All About the Morris Worms

Although several computer infections have been scripted over the years, few people have ever faced the legal repercussions for creating them. Robert Tappan Morris, however, is a different story, as he was the first to be convicted by jury under the 1986 Computer Fraud and Abuse Act. There has been much speculation about the worm's intent and what actually happed to Morris after it was released. Here it the story as we know it:

From Cornell to Court

In 1988, Robert Morris was a 23 years old graduate student at Cornell University. He wrote the first internet worm in 99 lines of the C language. According to Morris, the program was simply an experiment to enable a single machine to access as many computers as possible. The worm was designed to detect existing copies of itself on infected computers, not to reinfect them. Although the program wasn't specifically written to destroy files or damage a system, Morris stated that is was designed to break into a system and thieve passwords.

Robert Morris released the worm on November 2, 1988. It was distributed from MIT to disguise the fact that he was a student at Cornell University.

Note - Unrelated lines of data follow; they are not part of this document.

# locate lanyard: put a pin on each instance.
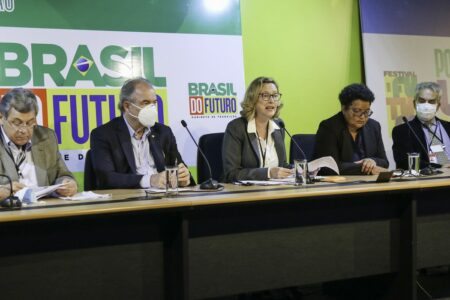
(433, 134)
(263, 153)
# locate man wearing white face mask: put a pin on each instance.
(131, 151)
(432, 131)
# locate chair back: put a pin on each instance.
(306, 142)
(211, 145)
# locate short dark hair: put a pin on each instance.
(22, 100)
(355, 91)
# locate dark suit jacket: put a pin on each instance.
(334, 139)
(405, 141)
(240, 152)
(112, 153)
(49, 165)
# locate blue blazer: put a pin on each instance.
(112, 153)
(405, 141)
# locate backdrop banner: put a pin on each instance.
(75, 55)
(404, 42)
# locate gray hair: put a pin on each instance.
(22, 100)
(433, 86)
(128, 89)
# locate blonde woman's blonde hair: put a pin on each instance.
(252, 95)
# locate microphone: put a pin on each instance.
(281, 124)
(11, 201)
(209, 184)
(430, 169)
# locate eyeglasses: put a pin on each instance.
(361, 113)
(266, 97)
(431, 101)
(17, 125)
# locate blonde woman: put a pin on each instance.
(253, 146)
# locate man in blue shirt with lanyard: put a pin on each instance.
(29, 153)
(433, 132)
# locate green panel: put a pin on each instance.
(173, 16)
(312, 49)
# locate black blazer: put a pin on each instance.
(112, 153)
(405, 141)
(240, 152)
(334, 139)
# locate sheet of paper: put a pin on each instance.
(89, 195)
(155, 190)
(42, 191)
(268, 182)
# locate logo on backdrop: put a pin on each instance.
(399, 90)
(70, 110)
(212, 100)
(7, 6)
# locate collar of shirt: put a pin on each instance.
(251, 127)
(11, 144)
(434, 122)
(132, 132)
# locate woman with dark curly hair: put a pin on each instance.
(253, 145)
(351, 137)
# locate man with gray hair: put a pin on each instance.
(29, 153)
(131, 151)
(433, 133)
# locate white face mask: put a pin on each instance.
(426, 111)
(147, 115)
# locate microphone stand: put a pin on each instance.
(309, 180)
(209, 184)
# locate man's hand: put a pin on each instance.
(377, 170)
(158, 180)
(184, 178)
(367, 165)
(69, 188)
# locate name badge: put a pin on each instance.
(432, 157)
(437, 148)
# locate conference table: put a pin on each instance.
(243, 238)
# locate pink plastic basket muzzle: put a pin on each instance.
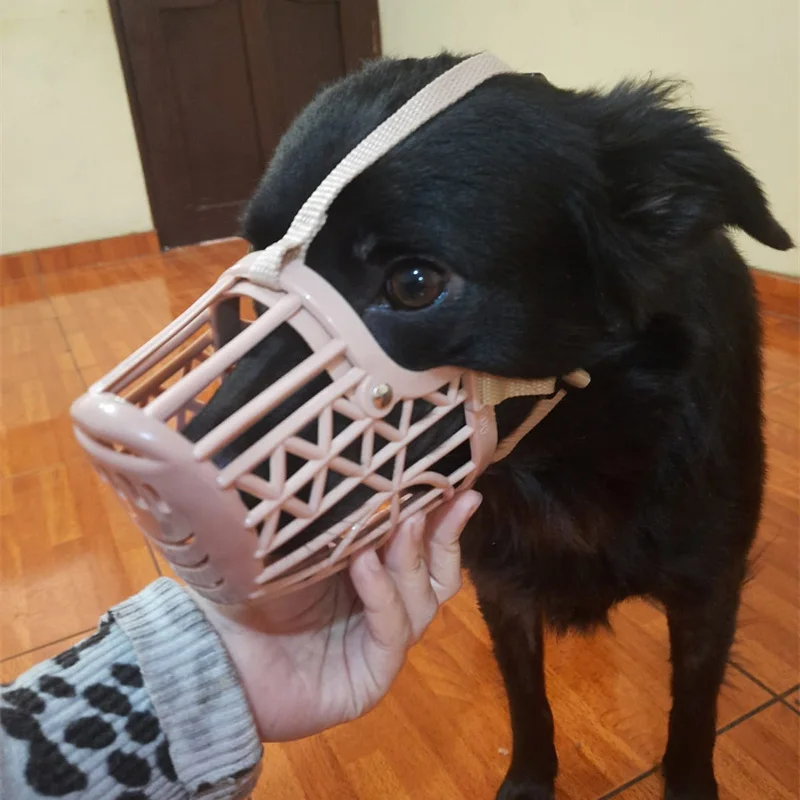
(364, 469)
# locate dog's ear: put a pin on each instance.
(668, 176)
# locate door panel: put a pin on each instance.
(214, 83)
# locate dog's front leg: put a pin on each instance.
(519, 649)
(700, 633)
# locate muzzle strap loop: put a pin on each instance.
(436, 96)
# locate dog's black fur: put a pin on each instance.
(581, 229)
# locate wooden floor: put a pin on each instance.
(68, 552)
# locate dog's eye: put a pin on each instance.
(415, 284)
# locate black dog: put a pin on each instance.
(527, 231)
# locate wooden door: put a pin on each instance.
(212, 86)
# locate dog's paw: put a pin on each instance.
(525, 790)
(700, 788)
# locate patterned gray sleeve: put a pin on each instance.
(147, 708)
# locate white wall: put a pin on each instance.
(741, 57)
(69, 166)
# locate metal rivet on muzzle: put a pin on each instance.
(382, 395)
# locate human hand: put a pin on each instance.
(327, 654)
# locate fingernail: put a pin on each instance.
(417, 527)
(371, 561)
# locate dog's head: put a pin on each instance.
(525, 231)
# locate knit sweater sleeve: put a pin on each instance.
(147, 708)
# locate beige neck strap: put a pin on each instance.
(432, 99)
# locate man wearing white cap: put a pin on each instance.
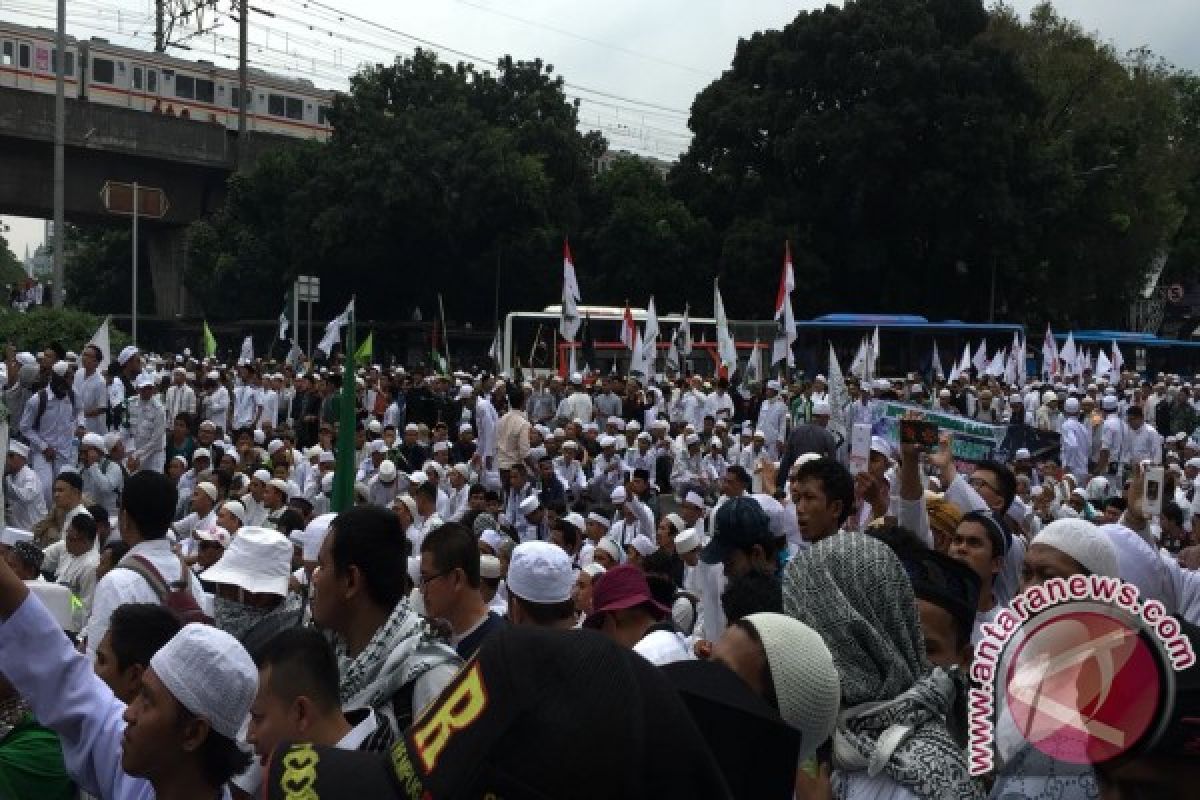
(48, 423)
(102, 477)
(1114, 437)
(22, 488)
(633, 518)
(145, 428)
(91, 392)
(180, 397)
(540, 582)
(251, 584)
(1077, 441)
(773, 420)
(179, 740)
(203, 516)
(577, 404)
(216, 402)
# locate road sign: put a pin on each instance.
(309, 288)
(118, 198)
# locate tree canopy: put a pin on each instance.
(913, 152)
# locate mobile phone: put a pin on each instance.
(918, 432)
(1152, 491)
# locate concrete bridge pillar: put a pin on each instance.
(167, 257)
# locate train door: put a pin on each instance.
(17, 64)
(144, 95)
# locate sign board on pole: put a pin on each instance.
(118, 198)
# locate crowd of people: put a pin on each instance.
(559, 587)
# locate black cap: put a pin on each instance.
(523, 720)
(741, 523)
(755, 749)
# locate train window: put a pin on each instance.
(102, 71)
(205, 91)
(54, 62)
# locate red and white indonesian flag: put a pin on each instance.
(628, 329)
(785, 323)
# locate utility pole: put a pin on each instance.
(160, 37)
(60, 126)
(243, 94)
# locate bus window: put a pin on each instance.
(205, 91)
(102, 71)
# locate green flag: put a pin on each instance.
(345, 467)
(210, 342)
(366, 350)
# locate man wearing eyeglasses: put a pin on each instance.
(450, 588)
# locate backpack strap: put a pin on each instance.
(142, 565)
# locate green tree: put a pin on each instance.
(640, 240)
(11, 271)
(435, 175)
(96, 270)
(1117, 140)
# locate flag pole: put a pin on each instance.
(445, 334)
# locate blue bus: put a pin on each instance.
(906, 341)
(1145, 353)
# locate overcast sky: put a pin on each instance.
(651, 55)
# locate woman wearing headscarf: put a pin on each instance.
(891, 739)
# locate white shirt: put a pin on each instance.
(67, 697)
(179, 398)
(216, 408)
(91, 394)
(120, 587)
(27, 501)
(247, 401)
(148, 433)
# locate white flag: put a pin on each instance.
(101, 341)
(996, 368)
(637, 365)
(334, 330)
(754, 366)
(839, 397)
(1069, 355)
(875, 353)
(1103, 366)
(981, 359)
(247, 350)
(497, 353)
(785, 323)
(726, 349)
(685, 334)
(570, 322)
(651, 337)
(1049, 355)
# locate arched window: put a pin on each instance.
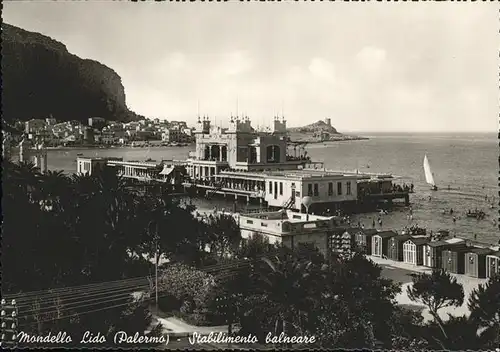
(273, 154)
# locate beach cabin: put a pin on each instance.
(379, 243)
(453, 260)
(395, 247)
(363, 240)
(492, 264)
(434, 249)
(342, 240)
(475, 262)
(413, 250)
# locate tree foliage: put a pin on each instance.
(61, 231)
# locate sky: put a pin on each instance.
(381, 67)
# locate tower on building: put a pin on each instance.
(25, 150)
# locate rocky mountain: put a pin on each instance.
(316, 127)
(40, 77)
(318, 132)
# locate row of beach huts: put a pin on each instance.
(453, 254)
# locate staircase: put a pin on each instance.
(289, 203)
(217, 188)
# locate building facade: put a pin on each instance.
(289, 228)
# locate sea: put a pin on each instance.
(466, 163)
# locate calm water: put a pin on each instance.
(467, 163)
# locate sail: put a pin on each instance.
(429, 178)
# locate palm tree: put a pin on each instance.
(282, 283)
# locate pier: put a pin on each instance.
(241, 163)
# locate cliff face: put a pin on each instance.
(316, 127)
(40, 77)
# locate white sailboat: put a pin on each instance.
(429, 177)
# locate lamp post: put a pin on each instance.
(156, 259)
(307, 201)
(9, 323)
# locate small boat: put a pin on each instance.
(429, 176)
(476, 214)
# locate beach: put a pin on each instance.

Unfortunately, the worm contained a bug, and the part of it that was intended not to reinfect a machine harboring the worm did not function properly. As a result, many systems because infected with numerous copies of the worm, each attempting to break into sensitive accounts and propagate more programs. The infected systems soon crashed or became totally inoperable. Restarting the machines did nothing, and terminating the worm process was useless, as they simply continued to propagate. The only solution was to disconnect the computer from the internet.

Stopping the Infection

Realizing that his program was out of control, Morris got help from a friend at Harvard to stop the infection. Within a day, teams from Purdue and Berkeley created and distributed procedures to slow down the worm's rate of infection. It's reported that Morris and his unnamed friend sent an anonymous message describing how the worm could be killed and how to patch vulnerable machines.

What Happened to Morris?

Scripting the dysfunctional program was a huge mistake for Morris. His biggest mistake was speaking about the worm months before it was released. It's said that authorities found him with relative ease, all made possible by the fact that he was listed in the New York Times as the creator. Since the worm was able to gain access to computers of federal interest, Robert Morris was convicted for violating the Computer Fraud and Abuse Act in 1990. A judge sentenced him to three years of probation, 400 hours of community service, a fine of $10,500 and additional costs of his supervision.

Morris was suspended from Cornell following the incident. He would later obtain a Ph.D from Harvard University. In 1995, Morris co-founded a web-based application named Viaweb with a fellow Harvard graduate. Viaweb was an instant success, and in 1998, it was purchased by Yahoo for a reported $49 million dollars.

Morris currently works at MIT as a professor and a member of the school's Laboratory of Computer Science in the Parallel and Distributed Operating systems group. He instructs a class on Operating System Engineering and has published numerous concepts in computer networking technology.